Edited 14 Years Ago by Kruptein because: n/a

vegaseat 1,735 DaniWeb's Hypocrite Team Colleague · Answer 4 · 2010-02-19T20:53:32+00:00

You could potentially do something like this ...

line = "10810 'AHANE 10' 110.00 1 0.00 0.00 1 1 1.0517 -4.091"

rawlist = line.split("'")
print rawlist  # test
number = rawlist.pop(0).strip()
name = rawlist.pop(0).strip()
numbers = rawlist.pop(0).strip()
mylist = [number, name]
for n in numbers.split():
    mylist.append(n)

print mylist

gridder 0 Newbie Poster · Answer 5 · 2010-02-22T20:31:37+00:00

Thanks for all your replies - I get the impression that there is no
terse one-line solution to this problem!

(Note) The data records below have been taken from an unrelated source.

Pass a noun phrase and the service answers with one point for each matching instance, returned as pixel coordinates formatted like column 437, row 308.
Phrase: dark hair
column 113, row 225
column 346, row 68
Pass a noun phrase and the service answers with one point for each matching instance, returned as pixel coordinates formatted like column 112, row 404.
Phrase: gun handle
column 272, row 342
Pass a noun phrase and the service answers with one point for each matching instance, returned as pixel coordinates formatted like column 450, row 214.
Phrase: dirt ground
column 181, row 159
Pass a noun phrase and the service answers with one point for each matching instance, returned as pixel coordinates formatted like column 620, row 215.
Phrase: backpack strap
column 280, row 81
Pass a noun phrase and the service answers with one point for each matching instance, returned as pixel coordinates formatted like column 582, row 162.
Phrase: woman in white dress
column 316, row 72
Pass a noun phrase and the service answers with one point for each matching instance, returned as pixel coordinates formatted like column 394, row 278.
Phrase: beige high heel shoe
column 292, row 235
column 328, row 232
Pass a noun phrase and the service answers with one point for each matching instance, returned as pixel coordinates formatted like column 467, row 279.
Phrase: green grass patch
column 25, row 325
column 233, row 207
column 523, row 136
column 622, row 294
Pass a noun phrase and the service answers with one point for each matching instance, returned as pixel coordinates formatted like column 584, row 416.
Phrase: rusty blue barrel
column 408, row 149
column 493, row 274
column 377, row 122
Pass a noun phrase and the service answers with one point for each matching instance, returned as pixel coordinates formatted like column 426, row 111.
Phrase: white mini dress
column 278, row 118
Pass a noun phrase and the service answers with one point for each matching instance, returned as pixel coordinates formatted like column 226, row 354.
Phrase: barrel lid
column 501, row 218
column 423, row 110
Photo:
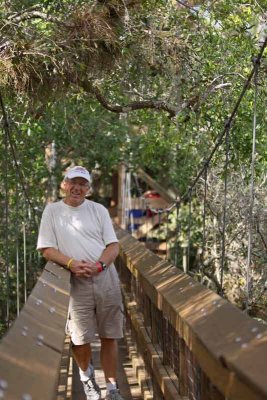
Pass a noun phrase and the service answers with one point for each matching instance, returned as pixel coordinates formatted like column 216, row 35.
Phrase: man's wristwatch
column 104, row 266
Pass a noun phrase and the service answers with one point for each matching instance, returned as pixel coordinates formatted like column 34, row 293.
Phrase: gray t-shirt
column 81, row 232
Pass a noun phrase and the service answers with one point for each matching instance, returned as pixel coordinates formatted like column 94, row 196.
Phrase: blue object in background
column 136, row 213
column 133, row 227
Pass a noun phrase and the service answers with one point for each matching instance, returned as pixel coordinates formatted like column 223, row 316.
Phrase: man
column 78, row 234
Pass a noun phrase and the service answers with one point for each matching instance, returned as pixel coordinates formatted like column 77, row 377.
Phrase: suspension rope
column 13, row 152
column 177, row 235
column 167, row 235
column 252, row 194
column 227, row 148
column 189, row 228
column 6, row 225
column 204, row 219
column 17, row 247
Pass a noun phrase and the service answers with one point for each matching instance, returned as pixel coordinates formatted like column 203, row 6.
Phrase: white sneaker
column 91, row 389
column 113, row 395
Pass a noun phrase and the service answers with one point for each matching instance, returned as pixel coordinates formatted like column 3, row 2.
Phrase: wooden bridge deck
column 127, row 381
column 184, row 341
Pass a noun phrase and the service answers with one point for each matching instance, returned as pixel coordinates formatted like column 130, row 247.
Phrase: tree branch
column 137, row 105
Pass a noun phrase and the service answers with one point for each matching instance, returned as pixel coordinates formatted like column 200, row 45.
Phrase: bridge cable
column 252, row 191
column 6, row 219
column 13, row 152
column 17, row 245
column 177, row 234
column 167, row 235
column 189, row 228
column 224, row 216
column 204, row 220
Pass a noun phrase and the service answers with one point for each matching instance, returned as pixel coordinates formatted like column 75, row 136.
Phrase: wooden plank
column 30, row 353
column 63, row 387
column 212, row 328
column 165, row 381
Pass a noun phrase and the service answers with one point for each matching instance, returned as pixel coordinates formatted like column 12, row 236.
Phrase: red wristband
column 99, row 266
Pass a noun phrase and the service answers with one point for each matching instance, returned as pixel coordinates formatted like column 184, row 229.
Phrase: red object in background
column 150, row 194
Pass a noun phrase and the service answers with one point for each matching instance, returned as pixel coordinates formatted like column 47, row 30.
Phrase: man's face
column 76, row 190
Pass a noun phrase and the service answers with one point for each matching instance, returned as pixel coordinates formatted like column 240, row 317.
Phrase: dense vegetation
column 149, row 83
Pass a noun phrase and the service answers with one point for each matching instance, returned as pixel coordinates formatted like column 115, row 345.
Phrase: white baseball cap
column 77, row 172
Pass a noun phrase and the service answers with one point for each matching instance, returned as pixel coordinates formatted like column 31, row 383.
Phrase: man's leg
column 109, row 359
column 82, row 355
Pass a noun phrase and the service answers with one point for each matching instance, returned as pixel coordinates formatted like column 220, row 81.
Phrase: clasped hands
column 84, row 269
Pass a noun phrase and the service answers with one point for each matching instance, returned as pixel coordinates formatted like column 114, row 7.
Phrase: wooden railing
column 193, row 343
column 34, row 350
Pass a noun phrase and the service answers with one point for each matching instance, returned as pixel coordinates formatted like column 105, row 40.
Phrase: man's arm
column 110, row 253
column 79, row 268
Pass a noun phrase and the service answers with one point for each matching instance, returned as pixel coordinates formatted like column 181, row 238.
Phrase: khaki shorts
column 95, row 307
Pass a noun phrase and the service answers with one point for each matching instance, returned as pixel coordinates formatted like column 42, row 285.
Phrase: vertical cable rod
column 17, row 246
column 252, row 192
column 189, row 228
column 177, row 234
column 24, row 262
column 6, row 219
column 204, row 218
column 227, row 147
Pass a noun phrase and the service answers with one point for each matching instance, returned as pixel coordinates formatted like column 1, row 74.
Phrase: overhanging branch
column 136, row 105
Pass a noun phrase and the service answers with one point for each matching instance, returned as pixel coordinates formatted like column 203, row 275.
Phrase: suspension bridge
column 183, row 340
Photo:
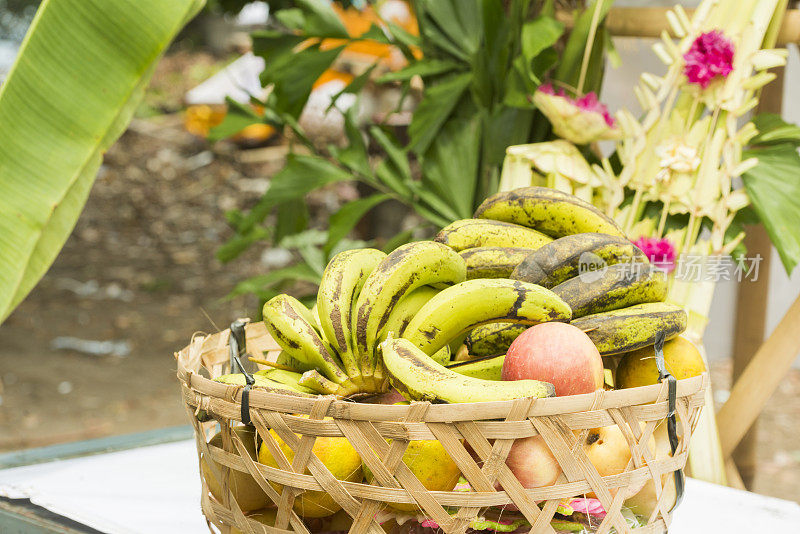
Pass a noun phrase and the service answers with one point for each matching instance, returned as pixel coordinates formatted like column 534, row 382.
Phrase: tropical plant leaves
column 437, row 104
column 79, row 76
column 773, row 129
column 344, row 220
column 774, row 191
column 301, row 175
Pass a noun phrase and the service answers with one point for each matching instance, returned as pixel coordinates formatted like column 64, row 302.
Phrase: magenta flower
column 578, row 120
column 660, row 252
column 710, row 55
column 589, row 507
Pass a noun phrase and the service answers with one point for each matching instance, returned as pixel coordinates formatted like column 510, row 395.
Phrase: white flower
column 676, row 156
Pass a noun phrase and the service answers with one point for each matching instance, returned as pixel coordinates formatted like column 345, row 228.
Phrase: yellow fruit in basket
column 638, row 368
column 430, row 463
column 644, row 502
column 265, row 517
column 609, row 452
column 337, row 455
column 247, row 493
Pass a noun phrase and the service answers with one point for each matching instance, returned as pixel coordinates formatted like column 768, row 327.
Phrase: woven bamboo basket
column 489, row 429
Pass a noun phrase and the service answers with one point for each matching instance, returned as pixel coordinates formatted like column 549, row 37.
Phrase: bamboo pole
column 759, row 380
column 649, row 22
column 751, row 306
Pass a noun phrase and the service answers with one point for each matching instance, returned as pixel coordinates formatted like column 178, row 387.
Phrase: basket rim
column 349, row 409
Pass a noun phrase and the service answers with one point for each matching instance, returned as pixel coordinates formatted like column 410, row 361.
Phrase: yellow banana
column 617, row 286
column 338, row 292
column 549, row 211
column 634, row 327
column 262, row 382
column 417, row 377
column 571, row 255
column 471, row 233
column 408, row 267
column 464, row 306
column 493, row 338
column 285, row 318
column 487, row 369
column 405, row 310
column 493, row 262
column 282, row 376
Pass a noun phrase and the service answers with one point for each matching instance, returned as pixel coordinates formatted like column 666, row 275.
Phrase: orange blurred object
column 199, row 119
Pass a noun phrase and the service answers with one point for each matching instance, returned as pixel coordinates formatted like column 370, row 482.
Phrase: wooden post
column 759, row 380
column 751, row 305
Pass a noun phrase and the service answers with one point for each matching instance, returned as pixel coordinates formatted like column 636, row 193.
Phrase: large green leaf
column 79, row 76
column 773, row 129
column 774, row 190
column 569, row 68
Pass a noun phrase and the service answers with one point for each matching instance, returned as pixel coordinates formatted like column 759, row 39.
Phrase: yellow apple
column 608, row 450
column 245, row 489
column 532, row 462
column 644, row 502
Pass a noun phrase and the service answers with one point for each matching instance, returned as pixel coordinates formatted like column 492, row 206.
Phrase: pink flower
column 660, row 252
column 578, row 120
column 589, row 507
column 710, row 55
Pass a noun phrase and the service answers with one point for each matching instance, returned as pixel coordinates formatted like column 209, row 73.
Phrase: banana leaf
column 81, row 71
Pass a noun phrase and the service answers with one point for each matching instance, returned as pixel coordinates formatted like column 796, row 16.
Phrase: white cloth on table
column 154, row 490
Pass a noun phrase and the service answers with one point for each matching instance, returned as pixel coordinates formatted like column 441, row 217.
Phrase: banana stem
column 273, row 364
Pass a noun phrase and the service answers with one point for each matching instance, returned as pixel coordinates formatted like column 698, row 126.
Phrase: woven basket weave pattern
column 488, row 428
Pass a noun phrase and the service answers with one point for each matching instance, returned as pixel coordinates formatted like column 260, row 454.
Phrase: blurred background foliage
column 453, row 82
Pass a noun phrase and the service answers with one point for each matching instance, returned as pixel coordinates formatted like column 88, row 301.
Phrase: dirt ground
column 139, row 269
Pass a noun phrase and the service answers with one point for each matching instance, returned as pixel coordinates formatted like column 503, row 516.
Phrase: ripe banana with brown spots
column 408, row 267
column 493, row 338
column 617, row 286
column 338, row 292
column 285, row 318
column 486, row 369
column 568, row 256
column 493, row 262
column 634, row 327
column 417, row 377
column 471, row 233
column 549, row 211
column 464, row 306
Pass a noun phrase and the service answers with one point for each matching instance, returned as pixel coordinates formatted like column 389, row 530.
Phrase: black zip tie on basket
column 672, row 424
column 238, row 347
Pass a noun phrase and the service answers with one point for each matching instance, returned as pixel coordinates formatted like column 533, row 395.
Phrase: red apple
column 558, row 353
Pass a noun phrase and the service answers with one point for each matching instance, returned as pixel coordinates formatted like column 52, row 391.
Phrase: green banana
column 417, row 377
column 493, row 338
column 285, row 318
column 405, row 310
column 314, row 381
column 618, row 286
column 284, row 359
column 549, row 211
column 282, row 376
column 339, row 288
column 237, row 379
column 633, row 327
column 408, row 267
column 464, row 306
column 471, row 233
column 493, row 262
column 570, row 255
column 487, row 369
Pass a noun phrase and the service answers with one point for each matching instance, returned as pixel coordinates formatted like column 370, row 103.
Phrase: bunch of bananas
column 394, row 319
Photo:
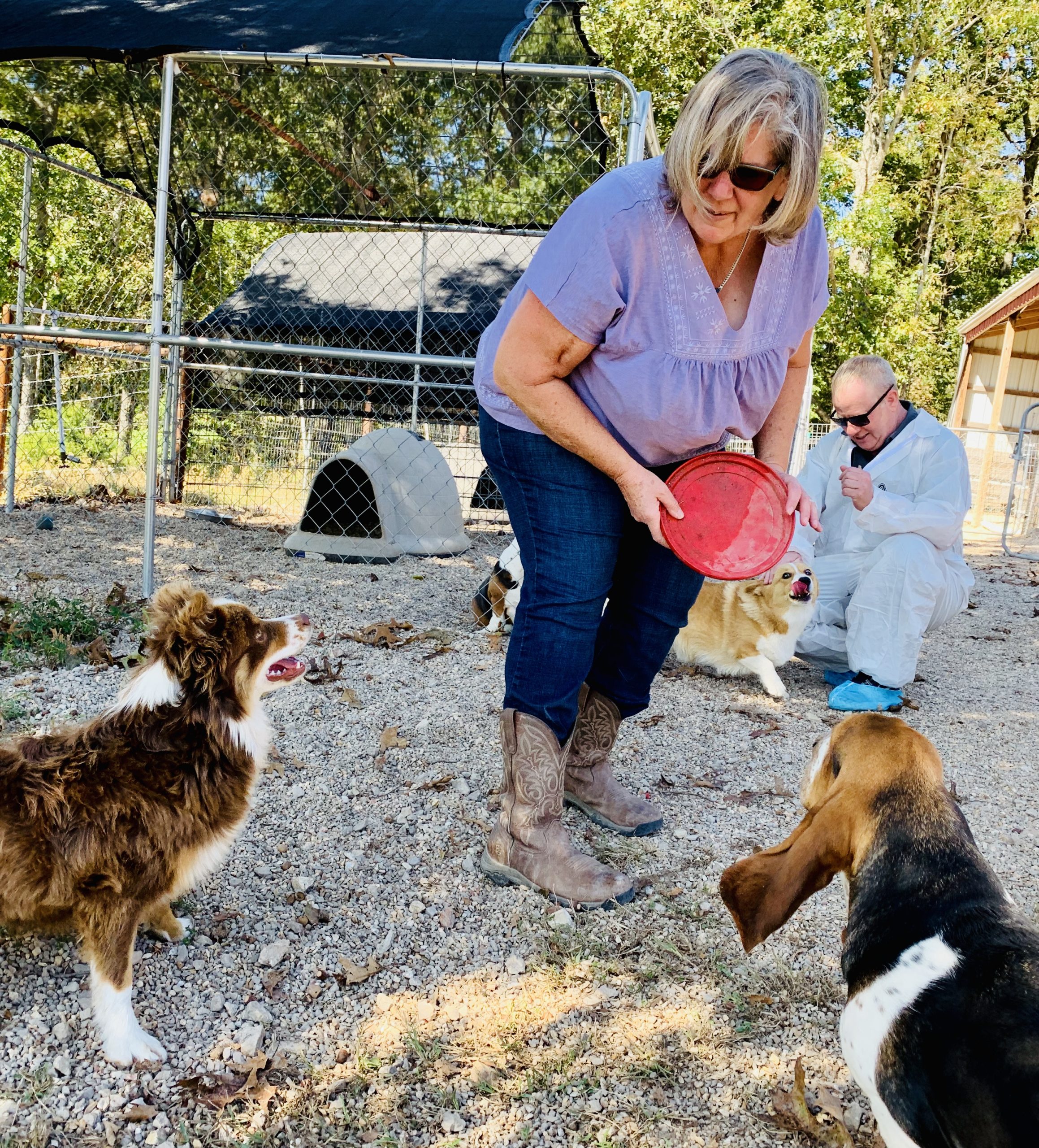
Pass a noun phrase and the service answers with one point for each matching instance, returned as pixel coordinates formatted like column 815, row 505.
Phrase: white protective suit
column 895, row 570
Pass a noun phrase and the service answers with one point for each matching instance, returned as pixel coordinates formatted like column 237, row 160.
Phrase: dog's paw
column 132, row 1045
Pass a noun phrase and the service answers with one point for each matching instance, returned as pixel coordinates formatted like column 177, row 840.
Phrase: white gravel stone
column 275, row 953
column 255, row 1012
column 453, row 1123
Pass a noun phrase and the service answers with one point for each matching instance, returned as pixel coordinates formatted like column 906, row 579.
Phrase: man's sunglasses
column 748, row 177
column 858, row 421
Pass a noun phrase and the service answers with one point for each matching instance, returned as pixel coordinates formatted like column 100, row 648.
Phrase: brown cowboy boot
column 590, row 784
column 530, row 845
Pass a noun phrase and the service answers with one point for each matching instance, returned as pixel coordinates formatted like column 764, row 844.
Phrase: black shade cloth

The way I have it coded at the moment is as follows, which also deals with the case where there is no string within the data entry.

def split_strings_with_quotes(datastring):
    newstring = []
    left = ((datastring.strip()).split("'"))[0]
    right = ((datastring.strip()).split("'"))[2]
    middle = datastring.split("'")[1]
    leftelements = left.split()
    rightelements = right.split()
    for element in leftelements:
        newstring.append(element)
    
    newstring.append(middle)

    for element in rightelements:
        newstring.append(element)
    return newstring

def split_strings_no_quotes(datastring):
    newstring = []
    stringelements = (datastring.strip()).split()

    for element in stringelements:
        newstring.append(element)
    return newstring

def split_strings(datastring):
  
    if datastring.count("'") > 0:
        return(split_strings_with_quotes(datastring))
    else:
        return(split_strings_no_quotes(datastring))